A bio-inspired ambient-pressure-dried hierarchical aerogel for ultrafast uranium harvesting from seawater

Continuous porous aerogels are promising materials for rapid and large-scale uranium extraction from seawater. However, their fabrication faces challenges regarding precise structural control, high mechanical strength, resistance to seawater-induced swelling and shrinkage, and the high energy consumption associated with sustained low-temperature and vacuum pumping. Inspired by plant pore structures, an ambient pressure drying strategy combining cryo-polymerization with a "melting-crosslinking" process is proposed for the large-scale fabrication of aerogels designed for ultrafast uranium uptake from seawater. The aerogel is formed by the chemical crosslinking of imidazole cationic monomers copolymerized with amidoxime, and physical crosslinking with cellulose acetate, creating a dual crosslinking structure.
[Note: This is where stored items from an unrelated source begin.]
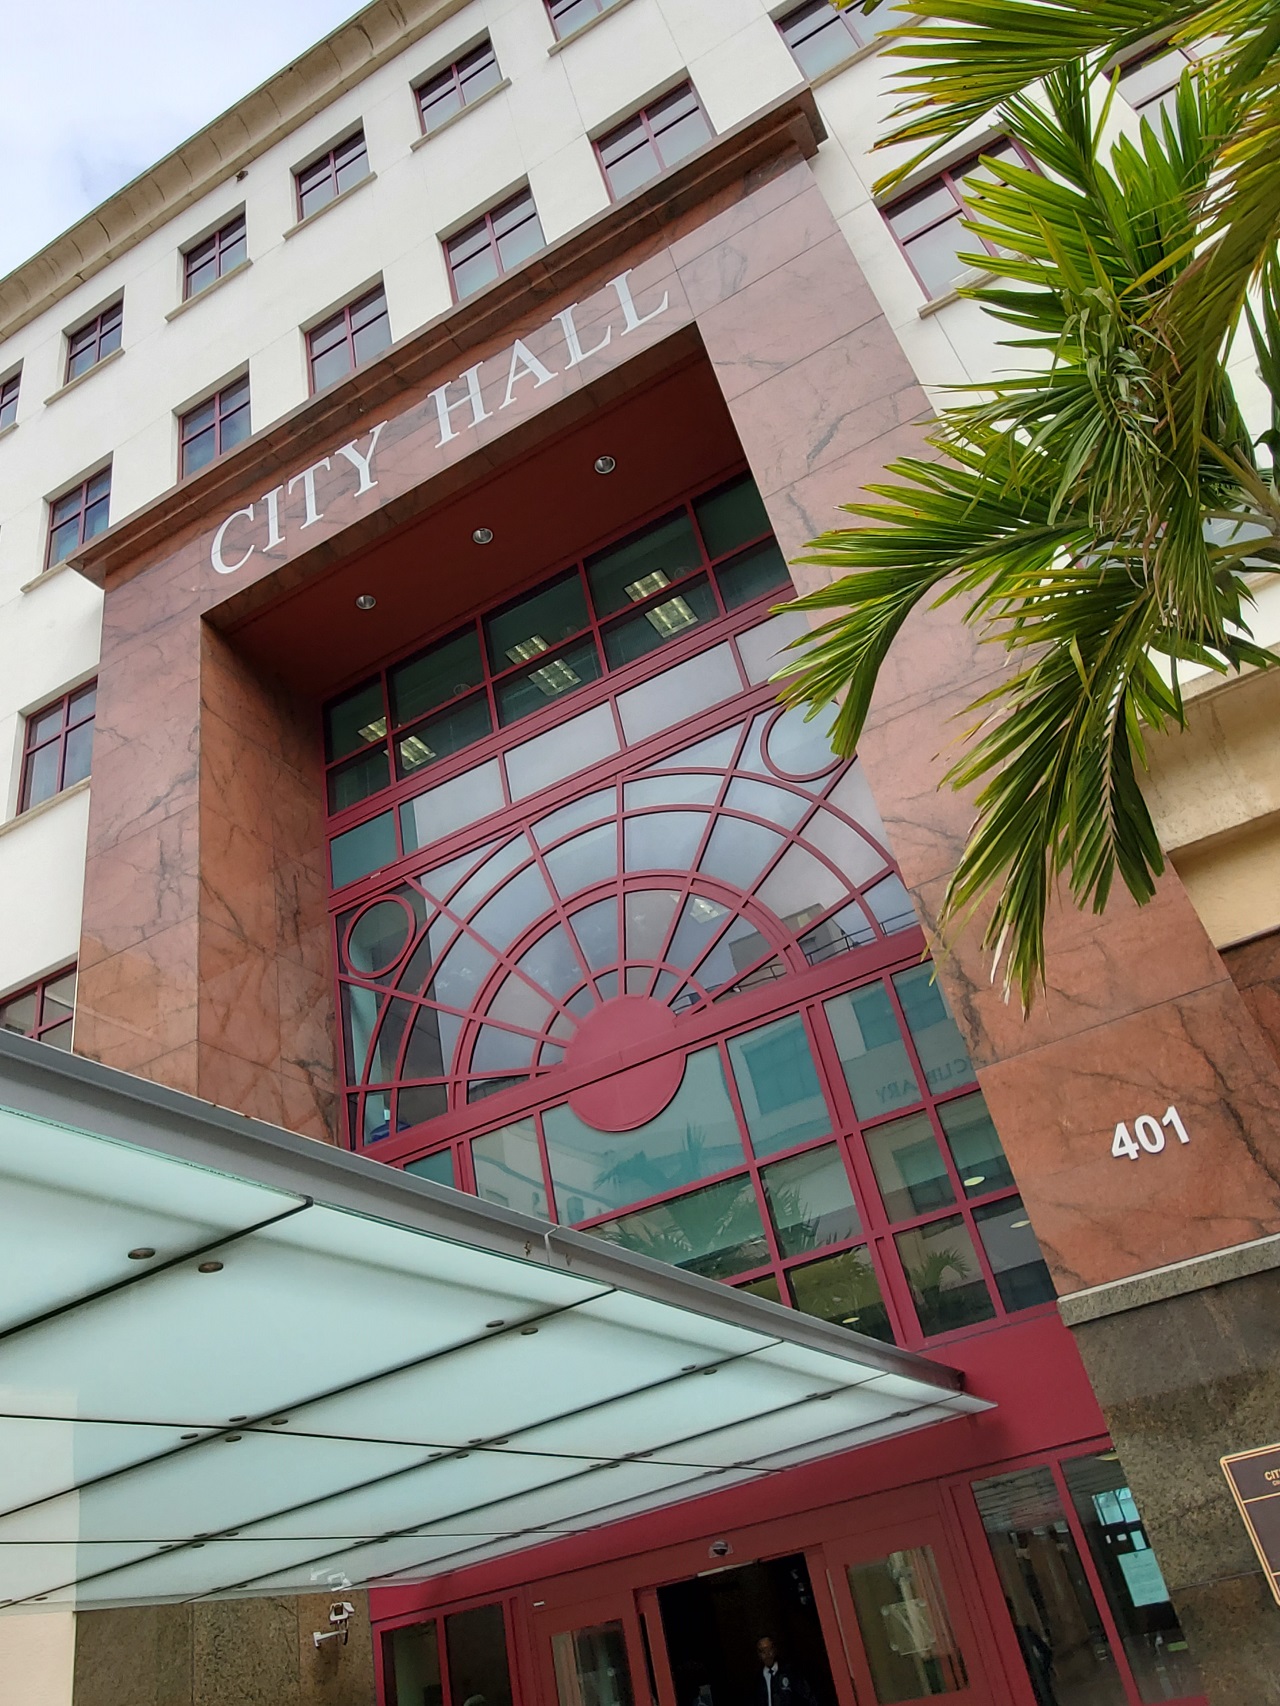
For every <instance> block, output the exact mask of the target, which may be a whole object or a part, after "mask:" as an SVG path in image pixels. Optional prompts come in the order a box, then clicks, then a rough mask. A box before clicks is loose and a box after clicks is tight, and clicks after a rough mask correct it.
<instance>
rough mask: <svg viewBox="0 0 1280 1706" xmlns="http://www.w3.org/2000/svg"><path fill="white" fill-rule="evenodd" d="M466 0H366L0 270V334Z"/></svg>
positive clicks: (254, 155)
mask: <svg viewBox="0 0 1280 1706" xmlns="http://www.w3.org/2000/svg"><path fill="white" fill-rule="evenodd" d="M468 3H469V0H370V5H367V7H364V10H360V12H357V14H355V17H352V19H348V20H346V22H345V24H340V26H338V29H335V31H331V32H329V34H328V36H324V39H323V41H317V43H316V46H314V48H307V51H305V53H300V55H299V56H297V58H295V60H292V61H290V63H288V65H285V67H283V68H282V70H278V72H275V73H273V75H271V77H268V78H266V82H265V84H259V85H258V89H253V90H251V92H249V94H247V96H244V97H242V99H241V101H237V102H236V104H234V106H230V107H227V111H225V113H220V114H218V116H217V118H215V119H212V121H210V123H208V125H205V128H203V130H198V131H196V133H195V135H193V136H188V138H186V142H183V143H179V145H177V147H176V148H174V150H172V152H171V154H166V155H164V159H160V160H157V162H155V164H154V165H148V167H147V171H145V172H140V174H138V176H137V177H135V179H133V181H131V183H128V184H125V188H123V189H118V191H116V193H114V194H113V196H108V200H106V201H102V203H101V205H99V206H96V208H94V210H92V213H85V217H84V218H80V220H77V222H75V225H72V227H68V229H67V230H65V232H63V234H61V235H60V237H55V239H53V242H48V244H46V246H44V247H43V249H38V251H36V254H32V256H31V259H27V261H22V264H20V266H15V268H14V271H12V273H9V275H7V276H5V278H0V343H2V341H3V339H5V338H12V336H14V333H17V331H20V329H22V328H24V326H26V324H29V322H31V321H32V319H36V316H38V314H43V312H44V310H46V309H49V307H53V305H55V304H56V302H60V300H61V299H63V297H67V295H70V292H72V290H75V288H77V287H79V285H82V283H84V281H85V280H89V278H92V276H94V275H96V273H101V271H102V268H104V266H109V263H111V261H114V259H118V256H121V254H125V252H126V251H128V249H131V247H135V244H138V242H142V239H143V237H148V235H150V234H152V232H154V230H157V229H159V227H160V225H164V223H166V222H167V220H171V218H176V217H177V215H179V213H183V212H184V208H189V206H191V205H193V203H195V201H198V200H200V198H201V196H207V194H208V193H210V191H212V189H217V186H218V184H222V183H225V181H227V179H229V177H234V176H236V172H239V171H242V169H244V167H247V165H249V164H251V162H253V160H254V159H258V155H261V154H265V152H266V148H270V147H273V143H276V142H280V140H282V138H283V136H287V135H290V131H294V130H297V128H299V125H304V123H305V121H307V119H309V118H312V116H314V114H316V113H319V111H323V109H324V107H326V106H328V104H329V102H331V101H335V99H336V97H338V96H341V94H345V92H346V90H348V89H353V87H355V85H357V84H360V82H364V78H365V77H369V75H370V73H372V72H375V70H379V68H381V67H382V65H386V63H387V61H389V60H394V58H396V56H398V55H399V53H403V51H404V49H406V48H410V46H411V44H413V43H415V41H418V39H420V38H422V36H425V34H428V32H430V31H432V29H435V27H437V24H442V22H444V20H445V19H449V17H452V15H454V12H461V10H463V7H464V5H468Z"/></svg>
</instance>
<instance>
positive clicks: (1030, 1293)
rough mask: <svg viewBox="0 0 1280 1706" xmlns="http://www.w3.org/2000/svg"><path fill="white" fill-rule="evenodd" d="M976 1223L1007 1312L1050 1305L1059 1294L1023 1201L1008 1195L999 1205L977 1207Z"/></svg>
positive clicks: (996, 1282) (974, 1217)
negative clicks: (1022, 1203) (1044, 1265)
mask: <svg viewBox="0 0 1280 1706" xmlns="http://www.w3.org/2000/svg"><path fill="white" fill-rule="evenodd" d="M973 1220H975V1225H976V1227H978V1237H980V1239H981V1240H983V1249H985V1250H986V1261H988V1262H990V1264H992V1273H993V1274H995V1285H997V1288H998V1291H1000V1302H1002V1303H1004V1305H1005V1309H1007V1310H1015V1309H1031V1307H1033V1305H1034V1303H1051V1302H1053V1300H1055V1297H1056V1291H1055V1290H1053V1280H1051V1278H1050V1271H1048V1268H1046V1266H1044V1257H1043V1256H1041V1254H1039V1244H1036V1233H1034V1232H1033V1230H1031V1220H1029V1218H1027V1211H1026V1208H1022V1198H1021V1196H1007V1198H1004V1199H1002V1201H1000V1203H986V1204H985V1206H983V1208H975V1211H973Z"/></svg>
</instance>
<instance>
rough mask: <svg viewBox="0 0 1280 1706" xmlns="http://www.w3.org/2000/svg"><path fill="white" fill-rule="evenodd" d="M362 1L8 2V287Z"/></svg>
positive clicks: (1, 250) (5, 225)
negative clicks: (31, 267) (18, 278)
mask: <svg viewBox="0 0 1280 1706" xmlns="http://www.w3.org/2000/svg"><path fill="white" fill-rule="evenodd" d="M358 10H360V5H358V3H357V0H0V12H2V14H3V24H2V26H0V159H3V162H5V171H3V189H0V276H3V275H5V273H9V271H12V270H14V268H15V266H19V264H20V263H22V261H26V259H27V256H29V254H34V252H36V249H43V247H44V244H46V242H49V239H51V237H56V235H58V232H61V230H67V227H68V225H73V223H75V220H79V218H80V217H82V215H84V213H87V212H89V210H90V208H92V206H97V203H99V201H102V200H106V196H109V194H111V193H113V191H114V189H119V186H121V184H126V183H128V181H130V179H131V177H137V176H138V172H140V171H143V169H145V167H147V165H150V164H152V162H154V160H157V159H159V157H160V155H162V154H169V150H171V148H174V147H176V145H177V143H179V142H183V138H184V136H189V135H191V133H193V131H196V130H200V128H201V125H207V123H208V121H210V119H212V118H215V116H217V114H218V113H222V111H224V109H225V107H229V106H230V104H232V102H234V101H239V97H241V96H242V94H247V92H249V89H254V87H256V85H258V84H261V82H263V80H265V78H266V77H270V75H271V72H276V70H280V67H283V65H287V63H288V61H290V60H294V58H297V55H299V53H302V51H304V49H305V48H309V46H311V44H312V43H316V41H319V39H321V38H323V36H328V32H329V31H331V29H333V27H335V26H336V24H340V22H341V20H343V19H345V17H352V14H355V12H358Z"/></svg>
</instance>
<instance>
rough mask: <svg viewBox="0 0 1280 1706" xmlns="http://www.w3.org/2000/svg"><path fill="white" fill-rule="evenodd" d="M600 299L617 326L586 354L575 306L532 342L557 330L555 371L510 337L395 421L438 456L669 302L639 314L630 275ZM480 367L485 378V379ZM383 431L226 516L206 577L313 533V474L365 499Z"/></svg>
mask: <svg viewBox="0 0 1280 1706" xmlns="http://www.w3.org/2000/svg"><path fill="white" fill-rule="evenodd" d="M606 292H613V297H614V299H616V307H618V310H621V324H620V326H618V324H616V322H614V321H613V319H609V321H608V322H606V326H604V331H602V333H601V334H599V338H597V339H596V343H592V345H591V348H585V350H584V346H582V334H580V331H579V324H577V319H575V314H577V312H579V304H577V302H572V304H570V305H568V307H567V309H561V310H560V314H553V316H551V319H550V321H548V322H546V326H543V328H541V329H539V333H538V334H534V341H541V333H550V331H551V328H553V326H556V328H558V341H560V345H561V346H563V360H561V365H560V368H555V367H550V365H548V363H546V362H544V360H541V358H539V357H538V355H534V351H532V350H531V348H529V345H527V343H526V341H524V339H522V338H517V339H515V341H514V343H512V345H510V348H509V350H507V351H505V355H502V357H492V358H490V360H486V362H476V365H474V367H468V368H466V372H464V374H459V375H457V379H451V380H449V382H447V384H444V386H439V387H437V389H435V391H432V392H428V396H427V399H425V401H423V403H420V404H418V406H416V408H413V409H408V411H406V415H403V416H401V421H403V423H404V425H406V428H408V430H410V432H411V430H413V427H416V425H418V423H420V421H422V423H427V421H432V423H433V425H435V428H437V432H439V437H437V444H435V449H437V450H444V447H445V445H447V444H451V442H452V440H454V438H461V437H463V435H464V433H468V432H474V430H476V427H480V423H481V421H486V420H493V418H495V415H500V413H502V411H503V409H509V408H510V406H512V404H514V403H517V401H521V397H522V396H526V394H527V392H529V391H538V389H539V387H541V386H546V384H550V382H551V380H553V379H556V377H558V374H560V372H568V370H570V368H573V367H580V365H582V363H584V362H587V360H591V358H592V357H596V355H599V353H601V351H602V350H606V348H608V346H609V345H611V343H613V334H614V331H618V336H620V338H626V336H628V334H630V333H633V331H638V329H640V328H642V326H647V324H649V322H650V321H655V319H659V317H660V316H662V314H666V312H667V307H669V295H667V292H666V290H664V292H662V300H660V302H659V304H657V305H655V307H652V309H649V312H640V309H638V307H637V304H635V297H633V295H631V285H630V270H628V271H625V273H620V275H618V278H611V280H609V283H608V285H606ZM602 293H604V292H602ZM486 368H488V374H486V372H485V370H486ZM503 372H505V384H503ZM521 387H524V389H521ZM387 425H389V421H379V423H377V425H375V427H372V428H370V430H369V432H365V433H360V437H357V438H352V440H350V442H348V444H341V445H338V449H336V450H333V452H331V454H329V456H324V457H321V459H319V461H317V462H312V464H311V466H309V467H304V469H299V473H297V474H292V476H290V478H288V479H287V481H283V483H282V485H278V486H273V488H271V490H270V491H265V493H263V496H261V498H258V500H256V502H254V503H246V505H244V508H241V510H234V512H232V514H230V515H227V517H225V520H224V522H222V524H220V525H218V529H217V532H215V534H213V539H212V544H210V549H208V560H210V565H212V568H213V572H215V573H218V575H234V573H236V572H237V570H241V568H244V565H246V563H247V561H249V558H251V556H254V553H258V551H263V553H268V551H273V549H276V548H278V546H282V544H285V543H287V537H288V534H290V532H305V529H307V527H314V525H316V522H319V520H323V519H324V510H323V507H321V498H319V495H317V490H316V476H317V474H333V473H336V471H343V473H346V469H350V473H353V474H355V481H357V485H355V491H353V493H350V496H353V498H364V496H365V495H367V493H370V491H372V490H374V488H375V486H377V476H375V473H374V462H375V457H377V444H379V438H381V437H382V432H384V428H386V427H387ZM295 491H299V493H300V500H299V503H297V505H295V508H297V510H300V515H302V520H300V522H297V524H295V525H294V519H292V517H290V519H285V515H283V514H282V512H283V507H285V505H287V502H288V498H292V496H294V493H295ZM338 495H340V493H336V491H335V493H329V495H328V500H329V502H331V500H333V496H338Z"/></svg>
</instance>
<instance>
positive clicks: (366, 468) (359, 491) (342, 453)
mask: <svg viewBox="0 0 1280 1706" xmlns="http://www.w3.org/2000/svg"><path fill="white" fill-rule="evenodd" d="M384 427H386V421H379V423H377V427H374V428H370V433H369V456H360V452H358V450H357V449H355V447H357V444H358V442H360V440H358V438H352V442H350V444H340V445H338V450H336V454H338V456H345V457H346V461H348V462H350V464H352V467H353V469H355V471H357V474H358V476H360V485H358V486H357V488H355V495H357V498H362V496H364V495H365V491H372V490H374V486H375V485H377V481H375V479H374V476H372V474H370V471H369V469H370V466H372V461H374V450H377V440H379V437H381V433H382V428H384Z"/></svg>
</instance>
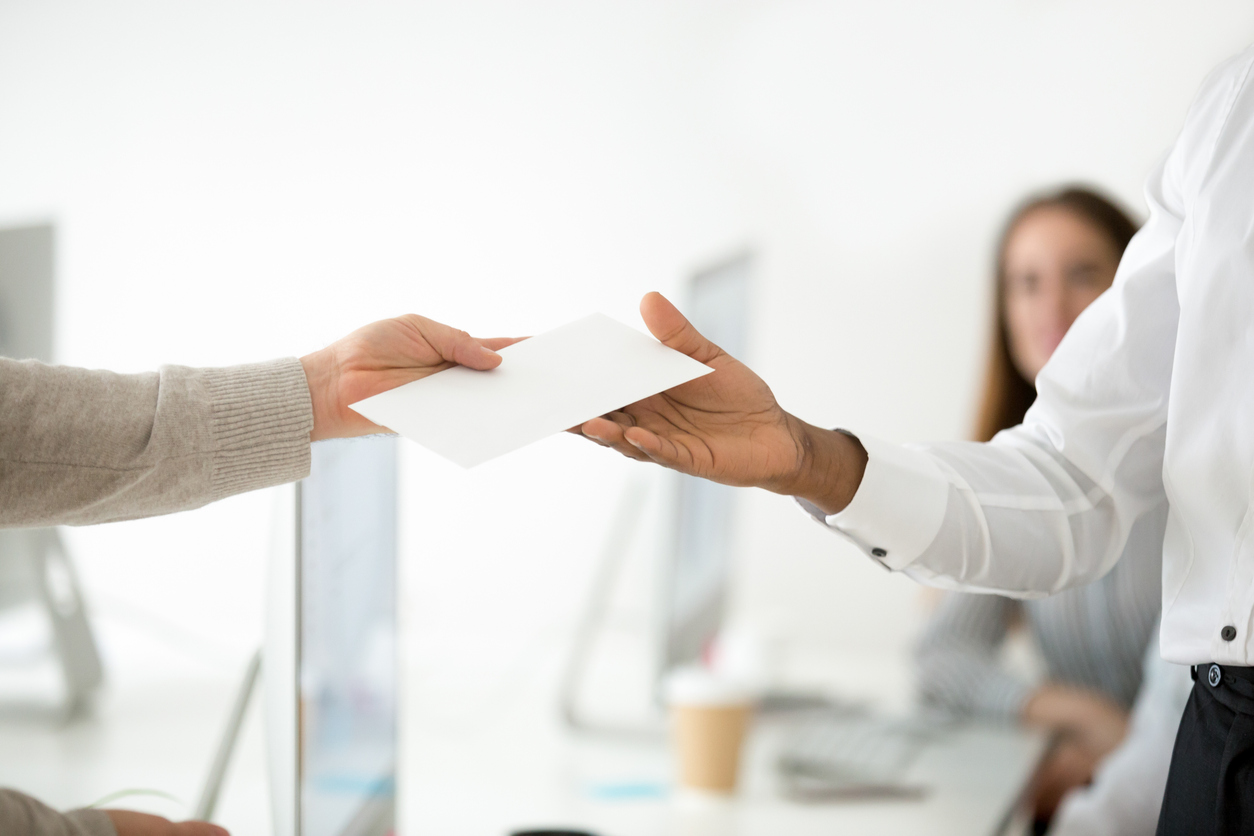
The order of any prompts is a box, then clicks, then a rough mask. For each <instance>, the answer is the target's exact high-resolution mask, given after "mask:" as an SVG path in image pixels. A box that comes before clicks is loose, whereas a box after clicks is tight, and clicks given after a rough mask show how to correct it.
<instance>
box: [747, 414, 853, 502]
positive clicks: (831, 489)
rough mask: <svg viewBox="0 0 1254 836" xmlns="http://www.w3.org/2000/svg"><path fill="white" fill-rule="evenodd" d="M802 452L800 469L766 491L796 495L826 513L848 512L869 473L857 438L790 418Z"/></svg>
mask: <svg viewBox="0 0 1254 836" xmlns="http://www.w3.org/2000/svg"><path fill="white" fill-rule="evenodd" d="M788 420H789V424H790V426H791V429H793V435H794V437H796V439H798V440H799V446H800V449H801V455H800V461H799V466H798V468H796V470H795V471H793V473H790V474H786V475H785V476H784V478H781V479H779V480H776V481H775V483H774V484H772V483H767V484H765V485H764V488H767V489H769V490H772V491H775V493H777V494H785V495H789V496H796V498H799V499H804V500H805V501H808V503H810V504H811V505H814V506H815V508H818V509H820V510H821V511H823V513H825V514H836V513H838V511H841V510H844V509H845V508H846V506H848V505H849V503H850V501H851V500H853V498H854V495H855V494H856V493H858V488H859V485H860V484H861V480H863V474H864V473H865V470H867V450H865V447H863V445H861V442H860V441H859V440H858V439H856V437H855V436H853V435H850V434H848V432H843V431H840V430H824V429H820V427H816V426H814V425H811V424H806V422H805V421H803V420H801V419H799V417H796V416H794V415H789V416H788Z"/></svg>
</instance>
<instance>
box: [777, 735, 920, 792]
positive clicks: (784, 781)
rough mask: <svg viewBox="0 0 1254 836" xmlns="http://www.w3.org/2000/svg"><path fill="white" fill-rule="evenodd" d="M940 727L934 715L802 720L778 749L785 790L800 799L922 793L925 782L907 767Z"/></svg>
mask: <svg viewBox="0 0 1254 836" xmlns="http://www.w3.org/2000/svg"><path fill="white" fill-rule="evenodd" d="M943 728H944V726H943V723H938V722H937V721H935V718H884V717H872V716H841V717H829V718H823V719H811V721H806V722H804V723H801V724H800V726H799V727H798V728H796V729H794V731H793V733H791V734H790V736H789V737H788V738H786V741H785V743H784V746H782V748H781V750H780V756H779V762H777V767H779V775H780V778H781V781H782V785H784V786H782V788H784V792H785V795H789V796H791V797H794V798H799V800H821V798H839V797H872V796H920V795H923V793H925V792H927V787H924V786H920V785H918V783H912V782H909V781H908V780H907V777H905V776H907V771H908V770H909V767H910V765H912V763H913V762H914V760H915V758H917V757H918V756H919V753H920V752H923V750H924V748H927V746H928V745H929V743H932V742H933V741H934V739H935V738H937V737H938V736H939V734H940V733H942V732H943Z"/></svg>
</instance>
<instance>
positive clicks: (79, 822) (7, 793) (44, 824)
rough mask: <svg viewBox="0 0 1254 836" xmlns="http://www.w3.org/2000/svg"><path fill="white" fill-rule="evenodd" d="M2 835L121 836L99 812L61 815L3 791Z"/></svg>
mask: <svg viewBox="0 0 1254 836" xmlns="http://www.w3.org/2000/svg"><path fill="white" fill-rule="evenodd" d="M0 833H4V836H118V831H117V830H115V828H114V826H113V822H112V821H110V820H109V816H107V815H105V813H103V812H102V811H99V810H75V811H73V812H68V813H59V812H56V811H55V810H53V808H51V807H48V806H45V805H41V803H40V802H38V801H35V800H34V798H31V797H29V796H24V795H21V793H20V792H14V791H11V790H0Z"/></svg>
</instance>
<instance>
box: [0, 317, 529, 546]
mask: <svg viewBox="0 0 1254 836" xmlns="http://www.w3.org/2000/svg"><path fill="white" fill-rule="evenodd" d="M510 342H513V340H487V341H479V340H474V338H473V337H470V336H469V335H468V333H465V332H464V331H456V330H454V328H450V327H449V326H445V325H441V323H439V322H433V321H431V320H426V318H424V317H420V316H413V315H410V316H403V317H398V318H395V320H384V321H381V322H375V323H372V325H369V326H366V327H364V328H360V330H357V331H355V332H352V333H350V335H349V336H347V337H345V338H342V340H340V341H337V342H335V343H332V345H331V346H329V347H326V348H324V350H321V351H316V352H314V353H311V355H307V356H305V357H302V358H301V360H296V358H287V360H275V361H272V362H266V363H257V365H251V366H233V367H229V368H188V367H184V366H166V367H163V368H162V370H161V371H158V372H149V374H143V375H117V374H113V372H108V371H88V370H85V368H71V367H68V366H46V365H44V363H39V362H34V361H15V360H5V358H0V526H36V525H61V524H65V525H85V524H90V523H105V521H110V520H124V519H132V518H137V516H153V515H157V514H168V513H171V511H179V510H186V509H189V508H198V506H201V505H204V504H207V503H212V501H213V500H217V499H222V498H223V496H229V495H232V494H241V493H245V491H248V490H255V489H257V488H266V486H270V485H278V484H282V483H287V481H295V480H297V479H302V478H303V476H305V475H307V474H308V468H310V450H308V446H310V441H311V439H312V440H315V441H316V440H320V439H330V437H341V436H351V435H364V434H367V432H380V431H382V430H384V427H379V426H375V425H374V424H371V422H370V421H367V420H366V419H365V417H362V416H361V415H357V414H356V412H354V411H352V410H351V409H350V407H349V405H350V404H355V402H357V401H360V400H362V399H365V397H369V396H371V395H376V394H379V392H382V391H386V390H389V389H394V387H396V386H400V385H403V384H408V382H411V381H414V380H419V379H421V377H425V376H428V375H433V374H435V372H438V371H443V370H444V368H448V367H450V366H454V365H464V366H469V367H472V368H479V370H487V368H493V367H495V366H497V365H499V363H500V356H499V355H497V353H495V351H494V350H495V348H499V347H503V346H505V345H509V343H510Z"/></svg>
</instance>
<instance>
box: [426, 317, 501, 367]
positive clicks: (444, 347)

This dual crosslinking structure imparts high mechanical strength and resistance to seawater-induced swelling and shrinkage, maintaining structural integrity even after 10 drying cycles. The incorporation of antibacterial components enables long-term operation in seawater. The hierarchical structure, with over 99 % ultra-connected channel volume, enhances uranium adsorption, achieving an ultrafast uptake of 11.89 mg g−1 within 20 days. This work presents a new low-energy shaping strategy for aerogels used in seawater uranium extraction, with potential applications in other fields requiring high-strength aerogels with hierarchical structures.